Because if power becomes a gating factor:
AI margins compress
Capex rises
Timelines extend
That changes valuation math.
Bull / Base / Bear
Bull Case
Microsoft locks in long-term energy supply
AI capacity expands without constraint
Power costs stay manageable
→ AI growth continues uninterrupted
Base Case
Power becomes a moderate constraint
Costs rise but remain manageable
Select infrastructure players outperform
→ Market rotates into “energy for AI”
Bear Case
Power bottlenecks slow deployment
Costs spike
Returns on AI infrastructure compress
→ AI trade broadens—and becomes more selective
Action Plan for the Cheap Investor
This is not about chasing Microsoft.
It’s about understanding where the edge is shifting.
What to do next:
Look beyond chips
The first wave is pricedFocus on energy exposure
Power = next bottleneckPrioritize durability
Long-term contracts > hypeAvoid crowded trades
Everyone owns AI leaders already
Cheap Investor Checklist
Track these signals:
Microsoft deal details (structure, duration)
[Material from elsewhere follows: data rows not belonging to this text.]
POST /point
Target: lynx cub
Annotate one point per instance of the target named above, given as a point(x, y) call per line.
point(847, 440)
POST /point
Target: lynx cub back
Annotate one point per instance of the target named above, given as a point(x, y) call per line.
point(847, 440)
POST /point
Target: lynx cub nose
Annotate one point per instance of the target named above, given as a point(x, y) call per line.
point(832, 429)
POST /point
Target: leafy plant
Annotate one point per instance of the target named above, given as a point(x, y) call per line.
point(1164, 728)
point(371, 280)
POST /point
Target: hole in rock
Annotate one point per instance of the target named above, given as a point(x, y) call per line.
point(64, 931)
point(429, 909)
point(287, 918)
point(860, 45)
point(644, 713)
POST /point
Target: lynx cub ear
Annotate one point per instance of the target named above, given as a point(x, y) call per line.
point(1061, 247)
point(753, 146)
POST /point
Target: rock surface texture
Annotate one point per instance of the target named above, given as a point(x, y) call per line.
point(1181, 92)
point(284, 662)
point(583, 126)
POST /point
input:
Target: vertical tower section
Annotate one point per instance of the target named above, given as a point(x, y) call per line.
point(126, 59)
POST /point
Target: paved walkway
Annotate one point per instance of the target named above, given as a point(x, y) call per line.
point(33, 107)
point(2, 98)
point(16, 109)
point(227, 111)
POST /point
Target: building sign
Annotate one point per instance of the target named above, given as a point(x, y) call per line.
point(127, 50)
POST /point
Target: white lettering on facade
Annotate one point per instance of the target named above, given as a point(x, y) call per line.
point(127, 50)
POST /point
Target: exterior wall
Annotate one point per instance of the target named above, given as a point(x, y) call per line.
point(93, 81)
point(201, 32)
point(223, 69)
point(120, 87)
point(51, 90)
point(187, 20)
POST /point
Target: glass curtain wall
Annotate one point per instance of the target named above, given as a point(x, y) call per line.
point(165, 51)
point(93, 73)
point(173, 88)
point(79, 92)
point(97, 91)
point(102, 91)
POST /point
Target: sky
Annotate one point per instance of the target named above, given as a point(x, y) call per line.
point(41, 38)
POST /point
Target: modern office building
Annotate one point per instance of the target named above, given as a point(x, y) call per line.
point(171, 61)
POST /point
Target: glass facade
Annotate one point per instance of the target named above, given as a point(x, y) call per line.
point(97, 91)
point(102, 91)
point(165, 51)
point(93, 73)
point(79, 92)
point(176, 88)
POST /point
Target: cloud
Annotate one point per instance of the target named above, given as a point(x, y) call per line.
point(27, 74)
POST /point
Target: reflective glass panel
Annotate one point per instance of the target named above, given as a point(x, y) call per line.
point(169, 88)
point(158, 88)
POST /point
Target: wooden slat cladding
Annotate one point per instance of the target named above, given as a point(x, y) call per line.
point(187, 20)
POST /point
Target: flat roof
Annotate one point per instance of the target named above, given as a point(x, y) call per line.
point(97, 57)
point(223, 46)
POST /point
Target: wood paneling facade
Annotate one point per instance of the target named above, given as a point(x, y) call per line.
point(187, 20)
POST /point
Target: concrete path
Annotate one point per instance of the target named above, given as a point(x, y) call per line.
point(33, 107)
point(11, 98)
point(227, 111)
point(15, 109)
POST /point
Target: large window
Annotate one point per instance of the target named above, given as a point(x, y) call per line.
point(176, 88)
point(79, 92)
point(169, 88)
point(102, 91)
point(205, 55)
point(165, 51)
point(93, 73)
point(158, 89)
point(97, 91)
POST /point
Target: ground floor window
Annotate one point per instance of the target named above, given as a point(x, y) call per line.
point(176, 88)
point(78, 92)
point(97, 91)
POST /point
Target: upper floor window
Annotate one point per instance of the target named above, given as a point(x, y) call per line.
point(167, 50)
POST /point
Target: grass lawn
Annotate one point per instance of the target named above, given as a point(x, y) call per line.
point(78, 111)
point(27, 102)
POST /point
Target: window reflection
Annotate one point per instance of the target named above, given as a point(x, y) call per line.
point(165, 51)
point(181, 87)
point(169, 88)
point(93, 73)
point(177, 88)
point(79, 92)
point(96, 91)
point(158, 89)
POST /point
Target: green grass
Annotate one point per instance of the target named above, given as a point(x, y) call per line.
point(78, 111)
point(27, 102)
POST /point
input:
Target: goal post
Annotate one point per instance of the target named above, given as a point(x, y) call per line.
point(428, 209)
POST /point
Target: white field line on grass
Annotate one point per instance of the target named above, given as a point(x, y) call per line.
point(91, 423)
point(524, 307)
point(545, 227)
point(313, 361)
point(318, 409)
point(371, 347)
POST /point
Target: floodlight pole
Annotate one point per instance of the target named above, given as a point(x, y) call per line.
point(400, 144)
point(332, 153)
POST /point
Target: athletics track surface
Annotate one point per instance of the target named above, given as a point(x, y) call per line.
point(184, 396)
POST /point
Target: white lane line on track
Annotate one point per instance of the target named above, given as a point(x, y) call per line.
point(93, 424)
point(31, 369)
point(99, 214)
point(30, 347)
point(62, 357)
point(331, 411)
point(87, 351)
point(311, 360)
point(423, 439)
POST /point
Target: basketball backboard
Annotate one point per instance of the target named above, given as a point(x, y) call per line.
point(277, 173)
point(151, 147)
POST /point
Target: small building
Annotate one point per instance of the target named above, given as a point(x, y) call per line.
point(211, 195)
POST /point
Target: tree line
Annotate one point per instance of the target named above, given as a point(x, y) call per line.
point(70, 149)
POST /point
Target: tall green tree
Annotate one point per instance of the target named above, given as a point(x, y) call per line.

Power costs for data centers
Utility and energy stock re-ratings
Nuclear project announcements
AI capex vs power availability
Grid investment acceleration
Hyperscaler energy partnerships
Bottom Line
Microsoft just told you something important.
Not with earnings.
Not with guidance.
But with where it’s spending attention.
AI isn’t just a software story anymore.
It’s an infrastructure story.
And infrastructure always comes down to one thing:
Who controls the inputs.
Right now, power might be the most overlooked input in the entire AI trade.
And for a bargain hunter…
That’s usually where the opportunity starts.
Disclaimer: This editorial is for informational purposes only and should not be considered investment advice. Always conduct independent research before making financial decisions.